Renee Zellweger has been having a rough time of it lately.
Fashion pundits singled her out as worst-dressed at the Golden Globes, and when Entertainment Weekly did a do-over poll about Oscar winners, voters said Shohreh Aghdashloo should have won the 2003 supporting award for "House of Sand and Fog" instead of Zellweger, who took it for "Cold Mountain." In fact, she came in last in the poll.
But no one is repossessing her Oscar, and while "New in Town," pairing Zellweger and Harry Connick Jr., doesn't reinvent the romcom, it's pleasant although utterly predictable. It's like movie mac and cheese, made not with a secret recipe or exotic ingredients but staples from the pantry and fridge.
Zellweger is Lucy Hill, a corporate climber in Miami who volunteers for a temporary assignment to retrofit and downsize a food plant in New Ulm, Minn.
On Day One, she locks horns with widowed father Ted Mitchell (Connick), so you know love is in the cards. Almost as pre-destined is a twist about the fate of the factory in New Ulm, population 13,593, and you may have the light bulb over your head before anyone on screen does.

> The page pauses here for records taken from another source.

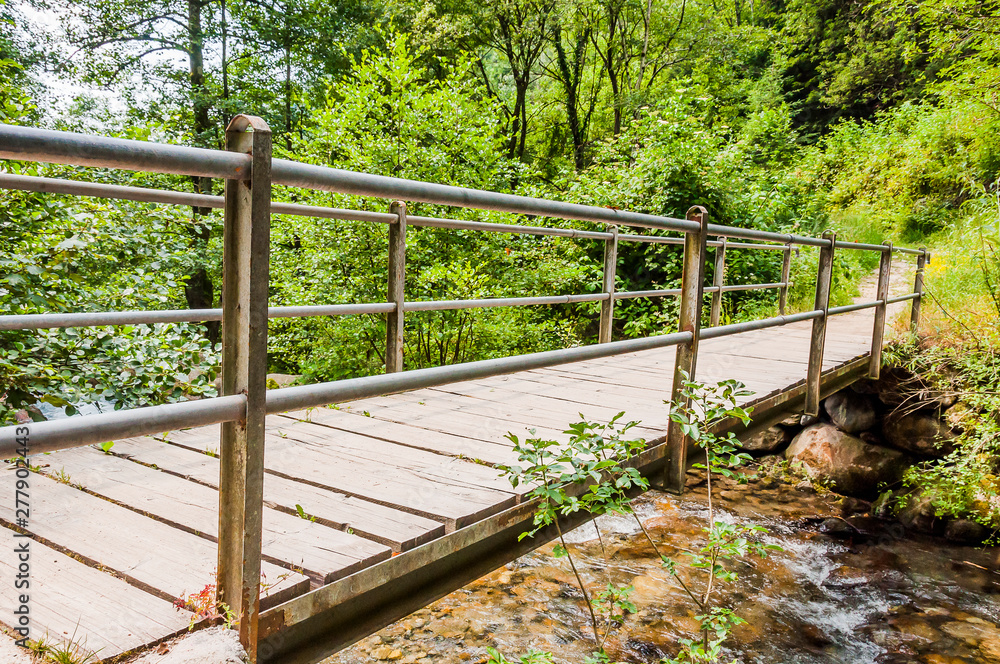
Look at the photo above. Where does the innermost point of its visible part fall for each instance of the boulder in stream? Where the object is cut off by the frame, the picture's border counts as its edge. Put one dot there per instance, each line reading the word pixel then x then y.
pixel 848 464
pixel 850 411
pixel 921 432
pixel 769 440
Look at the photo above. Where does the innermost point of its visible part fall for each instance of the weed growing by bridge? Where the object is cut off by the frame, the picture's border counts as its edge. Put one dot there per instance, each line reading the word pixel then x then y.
pixel 594 473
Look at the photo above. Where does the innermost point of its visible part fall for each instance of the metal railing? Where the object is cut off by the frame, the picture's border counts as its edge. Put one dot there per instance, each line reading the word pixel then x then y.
pixel 249 172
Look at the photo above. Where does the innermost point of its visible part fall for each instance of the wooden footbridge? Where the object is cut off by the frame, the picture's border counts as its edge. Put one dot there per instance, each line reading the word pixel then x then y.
pixel 319 524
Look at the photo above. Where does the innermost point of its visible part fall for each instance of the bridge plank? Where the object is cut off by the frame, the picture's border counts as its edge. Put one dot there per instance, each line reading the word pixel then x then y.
pixel 492 451
pixel 496 413
pixel 398 530
pixel 322 553
pixel 73 602
pixel 454 491
pixel 151 555
pixel 456 423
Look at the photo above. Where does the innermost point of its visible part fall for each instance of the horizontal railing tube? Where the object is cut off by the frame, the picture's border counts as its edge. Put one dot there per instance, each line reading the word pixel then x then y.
pixel 751 234
pixel 846 244
pixel 43 145
pixel 741 287
pixel 101 190
pixel 62 147
pixel 736 328
pixel 445 305
pixel 461 224
pixel 626 295
pixel 847 308
pixel 321 178
pixel 309 396
pixel 96 319
pixel 89 429
pixel 653 239
pixel 752 245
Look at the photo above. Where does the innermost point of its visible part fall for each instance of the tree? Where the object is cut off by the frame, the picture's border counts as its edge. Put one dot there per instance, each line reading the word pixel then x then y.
pixel 570 37
pixel 114 38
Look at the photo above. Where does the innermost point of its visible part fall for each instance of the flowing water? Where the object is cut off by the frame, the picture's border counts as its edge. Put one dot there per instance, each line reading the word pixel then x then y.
pixel 863 594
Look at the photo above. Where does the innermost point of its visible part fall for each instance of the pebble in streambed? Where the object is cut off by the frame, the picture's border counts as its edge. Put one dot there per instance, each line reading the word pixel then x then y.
pixel 847 588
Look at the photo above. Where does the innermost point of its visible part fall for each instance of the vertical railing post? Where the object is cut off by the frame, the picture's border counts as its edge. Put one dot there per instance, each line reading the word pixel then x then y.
pixel 824 278
pixel 692 294
pixel 882 294
pixel 397 281
pixel 244 371
pixel 786 274
pixel 918 288
pixel 610 269
pixel 719 282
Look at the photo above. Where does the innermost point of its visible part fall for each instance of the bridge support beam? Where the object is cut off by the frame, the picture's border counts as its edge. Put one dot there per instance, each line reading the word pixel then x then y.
pixel 610 269
pixel 246 256
pixel 817 344
pixel 397 281
pixel 918 288
pixel 882 295
pixel 692 296
pixel 786 274
pixel 719 282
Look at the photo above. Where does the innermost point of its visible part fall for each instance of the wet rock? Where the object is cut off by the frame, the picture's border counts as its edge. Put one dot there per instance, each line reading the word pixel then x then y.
pixel 808 420
pixel 837 528
pixel 965 531
pixel 960 416
pixel 921 432
pixel 850 411
pixel 918 514
pixel 791 422
pixel 969 633
pixel 769 440
pixel 850 465
pixel 989 648
pixel 916 629
pixel 865 386
pixel 850 505
pixel 386 653
pixel 815 636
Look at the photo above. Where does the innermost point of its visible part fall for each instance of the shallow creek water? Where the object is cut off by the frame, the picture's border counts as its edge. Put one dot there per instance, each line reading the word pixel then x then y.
pixel 875 596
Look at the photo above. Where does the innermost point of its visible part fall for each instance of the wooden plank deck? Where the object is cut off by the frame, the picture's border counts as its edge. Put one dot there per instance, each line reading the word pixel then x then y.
pixel 135 529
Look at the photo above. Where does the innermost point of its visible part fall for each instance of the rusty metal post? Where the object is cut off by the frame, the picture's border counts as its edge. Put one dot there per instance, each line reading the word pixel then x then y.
pixel 692 294
pixel 882 294
pixel 918 288
pixel 397 281
pixel 244 371
pixel 786 274
pixel 610 269
pixel 719 282
pixel 824 278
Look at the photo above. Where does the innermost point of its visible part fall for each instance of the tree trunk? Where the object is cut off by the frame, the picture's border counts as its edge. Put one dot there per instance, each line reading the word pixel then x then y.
pixel 570 78
pixel 199 291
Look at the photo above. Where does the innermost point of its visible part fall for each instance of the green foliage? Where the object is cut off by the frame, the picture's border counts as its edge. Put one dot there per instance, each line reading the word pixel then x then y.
pixel 966 482
pixel 591 473
pixel 426 128
pixel 699 409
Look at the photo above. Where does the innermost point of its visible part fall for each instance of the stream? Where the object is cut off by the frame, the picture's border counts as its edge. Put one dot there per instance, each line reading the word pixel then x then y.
pixel 863 592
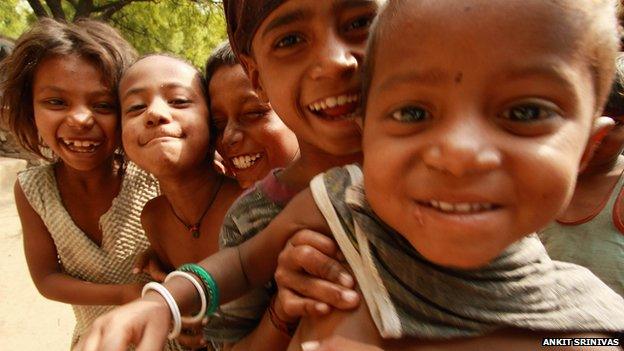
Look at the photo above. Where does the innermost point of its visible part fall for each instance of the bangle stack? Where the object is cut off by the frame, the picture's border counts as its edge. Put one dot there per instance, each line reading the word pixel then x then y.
pixel 206 288
pixel 173 306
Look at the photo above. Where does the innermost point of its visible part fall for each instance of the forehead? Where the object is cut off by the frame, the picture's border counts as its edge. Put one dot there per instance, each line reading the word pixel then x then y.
pixel 159 69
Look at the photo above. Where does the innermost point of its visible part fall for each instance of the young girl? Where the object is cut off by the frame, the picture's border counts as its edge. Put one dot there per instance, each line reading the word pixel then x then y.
pixel 251 138
pixel 590 232
pixel 165 129
pixel 485 156
pixel 79 214
pixel 309 71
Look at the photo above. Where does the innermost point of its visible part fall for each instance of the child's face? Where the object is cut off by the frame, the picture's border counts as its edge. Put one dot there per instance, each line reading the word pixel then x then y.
pixel 306 57
pixel 75 111
pixel 470 145
pixel 164 115
pixel 251 137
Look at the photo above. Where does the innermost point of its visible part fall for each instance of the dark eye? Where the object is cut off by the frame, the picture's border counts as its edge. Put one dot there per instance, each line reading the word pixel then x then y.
pixel 410 114
pixel 360 22
pixel 288 41
pixel 528 113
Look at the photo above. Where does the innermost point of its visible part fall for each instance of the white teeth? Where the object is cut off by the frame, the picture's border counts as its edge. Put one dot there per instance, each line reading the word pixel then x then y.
pixel 245 161
pixel 333 101
pixel 460 207
pixel 81 145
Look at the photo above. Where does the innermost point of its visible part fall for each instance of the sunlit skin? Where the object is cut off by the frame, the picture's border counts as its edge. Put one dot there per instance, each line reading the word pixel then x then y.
pixel 247 126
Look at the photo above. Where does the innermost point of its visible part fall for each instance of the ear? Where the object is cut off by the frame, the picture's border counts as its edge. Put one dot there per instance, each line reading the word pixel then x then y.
pixel 601 127
pixel 251 68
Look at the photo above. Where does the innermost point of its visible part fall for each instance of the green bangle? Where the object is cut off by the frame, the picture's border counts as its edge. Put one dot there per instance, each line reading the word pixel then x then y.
pixel 209 282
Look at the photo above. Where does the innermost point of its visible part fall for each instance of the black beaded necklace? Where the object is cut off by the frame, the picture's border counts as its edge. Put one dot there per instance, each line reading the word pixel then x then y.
pixel 194 228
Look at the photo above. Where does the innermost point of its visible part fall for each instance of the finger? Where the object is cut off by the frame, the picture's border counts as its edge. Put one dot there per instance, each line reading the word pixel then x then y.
pixel 298 306
pixel 317 240
pixel 319 290
pixel 320 265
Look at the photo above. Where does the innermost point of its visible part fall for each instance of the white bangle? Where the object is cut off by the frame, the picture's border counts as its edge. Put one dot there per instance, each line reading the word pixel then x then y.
pixel 202 295
pixel 173 306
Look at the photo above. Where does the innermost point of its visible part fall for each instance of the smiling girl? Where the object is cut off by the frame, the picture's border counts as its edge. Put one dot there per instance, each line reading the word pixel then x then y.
pixel 79 214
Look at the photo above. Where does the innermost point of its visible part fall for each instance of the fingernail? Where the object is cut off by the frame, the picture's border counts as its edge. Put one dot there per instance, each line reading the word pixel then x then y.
pixel 310 345
pixel 349 295
pixel 346 280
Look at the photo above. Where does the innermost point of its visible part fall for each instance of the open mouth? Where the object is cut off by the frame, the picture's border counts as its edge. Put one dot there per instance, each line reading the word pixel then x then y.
pixel 460 207
pixel 336 107
pixel 81 146
pixel 242 162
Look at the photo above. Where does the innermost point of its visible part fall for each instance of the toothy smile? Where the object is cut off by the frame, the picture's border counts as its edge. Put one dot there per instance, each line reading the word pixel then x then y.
pixel 460 207
pixel 342 106
pixel 245 161
pixel 80 145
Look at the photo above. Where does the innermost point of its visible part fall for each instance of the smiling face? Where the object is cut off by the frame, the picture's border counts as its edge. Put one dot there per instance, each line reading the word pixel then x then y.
pixel 75 111
pixel 251 137
pixel 469 148
pixel 305 60
pixel 164 115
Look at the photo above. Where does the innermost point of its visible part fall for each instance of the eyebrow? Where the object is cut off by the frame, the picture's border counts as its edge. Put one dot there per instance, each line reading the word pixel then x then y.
pixel 428 77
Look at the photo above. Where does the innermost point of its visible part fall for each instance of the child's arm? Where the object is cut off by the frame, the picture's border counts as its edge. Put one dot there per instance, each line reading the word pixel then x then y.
pixel 46 272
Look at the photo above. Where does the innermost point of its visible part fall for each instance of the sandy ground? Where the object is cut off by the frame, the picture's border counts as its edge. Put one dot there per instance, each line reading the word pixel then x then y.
pixel 28 321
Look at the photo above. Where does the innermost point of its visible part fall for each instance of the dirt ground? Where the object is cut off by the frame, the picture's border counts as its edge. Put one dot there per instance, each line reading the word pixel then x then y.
pixel 28 321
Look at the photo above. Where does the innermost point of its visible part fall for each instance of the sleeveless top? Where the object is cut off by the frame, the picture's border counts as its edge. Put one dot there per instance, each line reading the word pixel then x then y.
pixel 122 235
pixel 409 296
pixel 596 243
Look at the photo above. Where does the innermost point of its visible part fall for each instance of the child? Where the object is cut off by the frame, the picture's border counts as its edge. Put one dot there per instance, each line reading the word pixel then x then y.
pixel 309 70
pixel 590 232
pixel 165 129
pixel 79 214
pixel 487 144
pixel 250 136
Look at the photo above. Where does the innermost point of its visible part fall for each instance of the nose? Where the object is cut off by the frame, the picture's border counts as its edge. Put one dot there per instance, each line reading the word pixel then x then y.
pixel 232 136
pixel 336 58
pixel 80 117
pixel 157 113
pixel 464 149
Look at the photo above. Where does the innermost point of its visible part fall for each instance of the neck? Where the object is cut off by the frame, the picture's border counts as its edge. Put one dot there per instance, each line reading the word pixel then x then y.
pixel 313 161
pixel 188 192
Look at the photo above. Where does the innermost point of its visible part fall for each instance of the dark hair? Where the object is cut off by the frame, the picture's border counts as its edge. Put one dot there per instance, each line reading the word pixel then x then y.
pixel 223 55
pixel 615 102
pixel 92 40
pixel 601 45
pixel 212 146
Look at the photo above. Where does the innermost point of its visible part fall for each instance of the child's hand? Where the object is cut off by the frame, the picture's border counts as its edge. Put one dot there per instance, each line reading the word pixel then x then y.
pixel 310 277
pixel 337 343
pixel 192 335
pixel 147 262
pixel 144 323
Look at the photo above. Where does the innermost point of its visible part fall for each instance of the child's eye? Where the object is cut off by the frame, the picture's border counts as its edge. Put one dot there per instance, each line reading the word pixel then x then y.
pixel 527 113
pixel 288 41
pixel 410 114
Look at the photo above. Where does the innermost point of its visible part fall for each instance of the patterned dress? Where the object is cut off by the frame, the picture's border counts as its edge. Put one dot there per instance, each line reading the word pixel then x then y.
pixel 122 235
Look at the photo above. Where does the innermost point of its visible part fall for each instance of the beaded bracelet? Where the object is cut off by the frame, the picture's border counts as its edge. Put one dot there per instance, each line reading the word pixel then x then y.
pixel 202 295
pixel 173 306
pixel 209 283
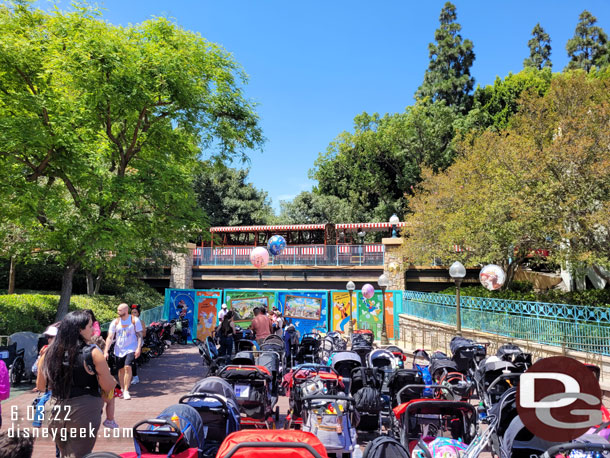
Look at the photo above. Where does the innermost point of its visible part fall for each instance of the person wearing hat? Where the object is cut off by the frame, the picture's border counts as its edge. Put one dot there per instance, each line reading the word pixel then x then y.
pixel 222 313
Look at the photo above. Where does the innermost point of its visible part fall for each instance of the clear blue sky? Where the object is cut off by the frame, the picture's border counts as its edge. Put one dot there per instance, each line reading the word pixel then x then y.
pixel 315 65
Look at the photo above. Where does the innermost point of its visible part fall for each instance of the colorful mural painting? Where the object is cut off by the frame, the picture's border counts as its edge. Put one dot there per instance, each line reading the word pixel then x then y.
pixel 243 302
pixel 208 305
pixel 307 310
pixel 341 310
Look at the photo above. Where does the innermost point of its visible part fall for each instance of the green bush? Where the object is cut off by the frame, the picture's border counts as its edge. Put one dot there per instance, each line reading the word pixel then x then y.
pixel 34 312
pixel 523 291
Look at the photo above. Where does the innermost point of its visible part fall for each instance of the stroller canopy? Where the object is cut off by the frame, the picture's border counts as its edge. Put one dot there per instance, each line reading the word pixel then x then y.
pixel 382 358
pixel 279 443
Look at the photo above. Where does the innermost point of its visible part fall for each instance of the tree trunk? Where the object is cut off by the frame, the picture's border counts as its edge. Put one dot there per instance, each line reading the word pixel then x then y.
pixel 90 285
pixel 98 283
pixel 66 291
pixel 11 277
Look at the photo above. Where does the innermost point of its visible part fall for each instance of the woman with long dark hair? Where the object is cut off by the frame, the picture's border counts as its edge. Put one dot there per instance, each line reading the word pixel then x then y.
pixel 76 373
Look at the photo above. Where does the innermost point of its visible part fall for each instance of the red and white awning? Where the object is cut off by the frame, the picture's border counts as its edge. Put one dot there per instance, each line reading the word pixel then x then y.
pixel 290 227
pixel 369 226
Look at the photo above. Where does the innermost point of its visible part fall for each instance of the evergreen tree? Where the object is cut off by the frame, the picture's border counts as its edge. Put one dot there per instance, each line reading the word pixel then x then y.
pixel 587 48
pixel 540 50
pixel 448 75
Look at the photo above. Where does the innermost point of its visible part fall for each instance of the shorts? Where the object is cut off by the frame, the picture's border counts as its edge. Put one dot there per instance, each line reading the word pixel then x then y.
pixel 126 360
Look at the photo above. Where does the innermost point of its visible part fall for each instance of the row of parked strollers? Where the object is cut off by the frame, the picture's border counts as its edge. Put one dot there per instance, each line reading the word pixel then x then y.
pixel 419 405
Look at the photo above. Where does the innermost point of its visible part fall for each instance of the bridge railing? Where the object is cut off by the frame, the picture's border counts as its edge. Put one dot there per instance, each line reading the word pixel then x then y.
pixel 575 327
pixel 296 255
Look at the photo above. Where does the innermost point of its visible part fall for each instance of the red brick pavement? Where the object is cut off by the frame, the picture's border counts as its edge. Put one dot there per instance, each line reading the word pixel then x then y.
pixel 163 381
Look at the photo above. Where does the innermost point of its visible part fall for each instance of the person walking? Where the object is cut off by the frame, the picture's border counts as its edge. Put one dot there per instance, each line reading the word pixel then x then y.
pixel 76 373
pixel 126 333
pixel 226 334
pixel 261 325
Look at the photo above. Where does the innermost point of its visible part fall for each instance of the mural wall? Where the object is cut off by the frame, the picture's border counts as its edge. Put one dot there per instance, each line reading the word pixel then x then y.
pixel 307 310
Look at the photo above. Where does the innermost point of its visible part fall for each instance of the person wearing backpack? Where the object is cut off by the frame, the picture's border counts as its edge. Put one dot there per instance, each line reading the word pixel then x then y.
pixel 226 332
pixel 126 333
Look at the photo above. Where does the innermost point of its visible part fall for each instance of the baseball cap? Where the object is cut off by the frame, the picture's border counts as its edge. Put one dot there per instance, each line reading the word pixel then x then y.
pixel 51 331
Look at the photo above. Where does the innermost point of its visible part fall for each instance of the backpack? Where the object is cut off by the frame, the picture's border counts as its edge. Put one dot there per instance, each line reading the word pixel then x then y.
pixel 385 447
pixel 367 400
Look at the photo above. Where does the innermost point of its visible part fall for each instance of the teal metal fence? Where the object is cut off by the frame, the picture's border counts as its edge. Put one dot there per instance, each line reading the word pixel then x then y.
pixel 574 327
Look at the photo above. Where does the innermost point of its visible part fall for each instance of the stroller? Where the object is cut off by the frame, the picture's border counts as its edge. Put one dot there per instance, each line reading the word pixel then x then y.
pixel 343 363
pixel 262 444
pixel 308 349
pixel 308 380
pixel 214 399
pixel 422 420
pixel 493 378
pixel 253 392
pixel 177 432
pixel 331 419
pixel 333 342
pixel 271 356
pixel 366 391
pixel 362 343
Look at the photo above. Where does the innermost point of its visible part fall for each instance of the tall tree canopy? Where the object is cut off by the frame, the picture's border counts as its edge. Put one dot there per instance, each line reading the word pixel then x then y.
pixel 373 167
pixel 540 49
pixel 101 127
pixel 226 198
pixel 448 75
pixel 542 183
pixel 588 46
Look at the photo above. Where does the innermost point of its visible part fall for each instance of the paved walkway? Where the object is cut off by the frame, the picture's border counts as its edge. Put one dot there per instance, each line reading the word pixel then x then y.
pixel 163 381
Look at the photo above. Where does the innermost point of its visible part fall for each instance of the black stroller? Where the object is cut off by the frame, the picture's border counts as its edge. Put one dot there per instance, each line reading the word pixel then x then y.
pixel 366 391
pixel 308 349
pixel 214 399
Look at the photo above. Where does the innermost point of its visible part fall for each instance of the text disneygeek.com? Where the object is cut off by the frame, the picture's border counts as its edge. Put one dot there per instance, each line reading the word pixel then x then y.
pixel 63 434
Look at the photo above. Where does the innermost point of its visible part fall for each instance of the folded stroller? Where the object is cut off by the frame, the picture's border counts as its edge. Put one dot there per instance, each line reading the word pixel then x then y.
pixel 214 399
pixel 307 380
pixel 333 342
pixel 426 419
pixel 366 391
pixel 252 386
pixel 362 343
pixel 177 432
pixel 331 419
pixel 344 362
pixel 308 349
pixel 280 444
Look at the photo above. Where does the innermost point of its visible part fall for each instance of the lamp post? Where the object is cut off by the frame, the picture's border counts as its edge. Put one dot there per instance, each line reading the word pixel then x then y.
pixel 394 222
pixel 457 271
pixel 350 287
pixel 383 282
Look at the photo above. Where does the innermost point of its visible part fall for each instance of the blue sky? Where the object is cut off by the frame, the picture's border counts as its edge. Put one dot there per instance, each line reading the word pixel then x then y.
pixel 315 65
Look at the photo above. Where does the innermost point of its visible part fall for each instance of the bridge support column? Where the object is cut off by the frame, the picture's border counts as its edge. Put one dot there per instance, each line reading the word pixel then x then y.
pixel 181 276
pixel 392 263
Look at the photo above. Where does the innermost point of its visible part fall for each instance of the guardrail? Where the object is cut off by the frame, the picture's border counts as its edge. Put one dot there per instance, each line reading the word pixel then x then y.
pixel 296 255
pixel 575 327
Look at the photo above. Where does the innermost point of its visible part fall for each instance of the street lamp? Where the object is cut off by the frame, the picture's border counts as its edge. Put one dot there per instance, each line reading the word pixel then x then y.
pixel 350 287
pixel 383 282
pixel 457 271
pixel 394 222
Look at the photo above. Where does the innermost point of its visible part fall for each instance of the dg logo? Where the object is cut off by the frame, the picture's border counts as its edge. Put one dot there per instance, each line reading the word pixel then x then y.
pixel 559 399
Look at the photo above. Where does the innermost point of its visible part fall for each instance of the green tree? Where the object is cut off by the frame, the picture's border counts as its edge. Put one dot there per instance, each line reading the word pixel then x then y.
pixel 587 48
pixel 448 75
pixel 101 127
pixel 540 50
pixel 312 208
pixel 226 198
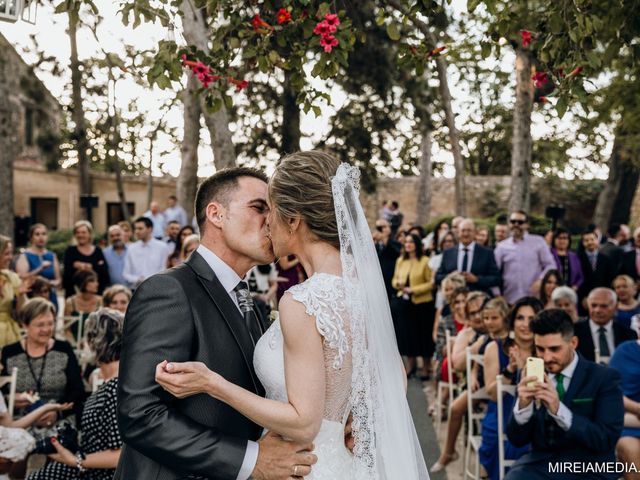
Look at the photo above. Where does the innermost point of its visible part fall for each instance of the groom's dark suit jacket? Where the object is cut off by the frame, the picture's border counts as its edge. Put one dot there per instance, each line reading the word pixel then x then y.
pixel 594 397
pixel 183 314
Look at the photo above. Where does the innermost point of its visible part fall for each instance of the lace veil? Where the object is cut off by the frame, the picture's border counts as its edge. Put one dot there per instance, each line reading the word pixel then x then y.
pixel 386 444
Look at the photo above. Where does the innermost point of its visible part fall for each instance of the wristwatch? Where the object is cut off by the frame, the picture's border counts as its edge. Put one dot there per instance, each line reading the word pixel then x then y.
pixel 506 373
pixel 80 457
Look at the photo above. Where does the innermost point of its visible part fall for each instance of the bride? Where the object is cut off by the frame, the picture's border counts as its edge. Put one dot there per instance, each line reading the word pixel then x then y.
pixel 332 352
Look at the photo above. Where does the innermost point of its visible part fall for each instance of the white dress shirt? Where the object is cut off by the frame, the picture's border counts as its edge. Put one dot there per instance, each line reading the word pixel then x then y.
pixel 563 416
pixel 229 280
pixel 143 260
pixel 470 249
pixel 595 334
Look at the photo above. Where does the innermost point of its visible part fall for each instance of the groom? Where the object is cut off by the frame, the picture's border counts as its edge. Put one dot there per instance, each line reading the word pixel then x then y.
pixel 191 313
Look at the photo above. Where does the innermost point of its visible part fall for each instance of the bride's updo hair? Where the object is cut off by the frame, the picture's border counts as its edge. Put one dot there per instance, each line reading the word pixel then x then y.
pixel 301 185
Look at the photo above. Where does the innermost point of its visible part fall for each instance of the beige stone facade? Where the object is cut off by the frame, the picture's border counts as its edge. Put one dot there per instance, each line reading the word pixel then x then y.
pixel 53 197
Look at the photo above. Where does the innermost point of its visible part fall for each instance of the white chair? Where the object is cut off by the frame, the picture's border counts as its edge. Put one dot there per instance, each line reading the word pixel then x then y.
pixel 500 392
pixel 442 386
pixel 602 360
pixel 474 418
pixel 12 380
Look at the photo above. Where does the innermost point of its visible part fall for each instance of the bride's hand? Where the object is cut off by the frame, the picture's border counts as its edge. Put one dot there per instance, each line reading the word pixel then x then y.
pixel 187 378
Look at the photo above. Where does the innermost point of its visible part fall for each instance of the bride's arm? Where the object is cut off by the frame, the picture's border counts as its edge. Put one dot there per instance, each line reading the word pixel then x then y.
pixel 300 418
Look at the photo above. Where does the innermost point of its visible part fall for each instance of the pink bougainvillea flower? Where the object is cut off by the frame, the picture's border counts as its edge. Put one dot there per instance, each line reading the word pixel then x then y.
pixel 328 42
pixel 540 79
pixel 332 20
pixel 322 29
pixel 436 51
pixel 575 71
pixel 284 16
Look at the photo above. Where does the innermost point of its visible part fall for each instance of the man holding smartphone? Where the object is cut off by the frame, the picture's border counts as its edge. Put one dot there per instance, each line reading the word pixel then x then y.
pixel 575 415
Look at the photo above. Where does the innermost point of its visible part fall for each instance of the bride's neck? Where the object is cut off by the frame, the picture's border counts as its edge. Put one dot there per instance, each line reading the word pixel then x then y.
pixel 319 257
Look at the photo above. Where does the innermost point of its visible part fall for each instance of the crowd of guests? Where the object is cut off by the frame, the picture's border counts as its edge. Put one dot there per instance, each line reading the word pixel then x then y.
pixel 519 296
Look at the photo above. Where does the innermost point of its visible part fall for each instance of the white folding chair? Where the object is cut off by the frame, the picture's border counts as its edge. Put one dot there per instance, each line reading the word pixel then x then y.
pixel 12 380
pixel 501 391
pixel 474 418
pixel 442 386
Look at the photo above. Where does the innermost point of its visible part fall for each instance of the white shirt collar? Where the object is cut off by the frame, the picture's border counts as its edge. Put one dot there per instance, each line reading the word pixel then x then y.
pixel 595 328
pixel 226 275
pixel 471 246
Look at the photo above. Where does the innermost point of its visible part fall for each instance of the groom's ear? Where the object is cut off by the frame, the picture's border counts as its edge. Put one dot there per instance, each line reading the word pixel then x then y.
pixel 215 214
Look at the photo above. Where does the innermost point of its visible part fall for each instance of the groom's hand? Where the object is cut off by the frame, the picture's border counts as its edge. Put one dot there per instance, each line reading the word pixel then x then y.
pixel 279 459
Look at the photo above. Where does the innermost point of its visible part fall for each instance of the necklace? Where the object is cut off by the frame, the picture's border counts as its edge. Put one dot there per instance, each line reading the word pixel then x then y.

"New in Town" improves once Lucy quits being a warm-weather, big-city ninny.
No smart woman with access to a computer or The Weather Channel would wear high heels on a plane ride to Minnesota in the middle of winter and then teeter around a factory in them. For a person in her corporate position, she also proves incredibly gullible at times.
As she warms up to New Ulm, the movie warms up, too. The residents, with their love of scrapbooking and talk about finding Jesus, turn from cheap targets for laughs and scorn to near-characters played by the likes of J.K. Simmons, Siobhan Fallon and Frances Conroy.
A Dane named Jonas Elmer makes his English-language directing debut, with a script by C. Jay Cox ("Sweet Home Alabama") and Kenneth Rance. If the backdrop looks authentically frigid, that's because Winnipeg doubled for Minnesota and temperatures reportedly dipped to 53 below at times.
Zellweger has long been on the chick-flick or romcom radar, and Connick is a reliable go-to guy for heartbroken or lovelorn women, as he proved with "Hope Floats" and "Will & Grace."
"New in Town" absolutely is not in the same comedic class with, say, "Vicky Cristina Barcelona," "Bridget Jones's Diary" or "When Harry Met Sally." It's too bland and formulaic, but it does strike a nerve about job cuts and what they mean to the people behind the numbers.
In a case of sad serendipity, "New in Town" has never been more timely. It's just too bad that fairy-tale endings for working-class folks aren't spilling off the screen and into the real world these days.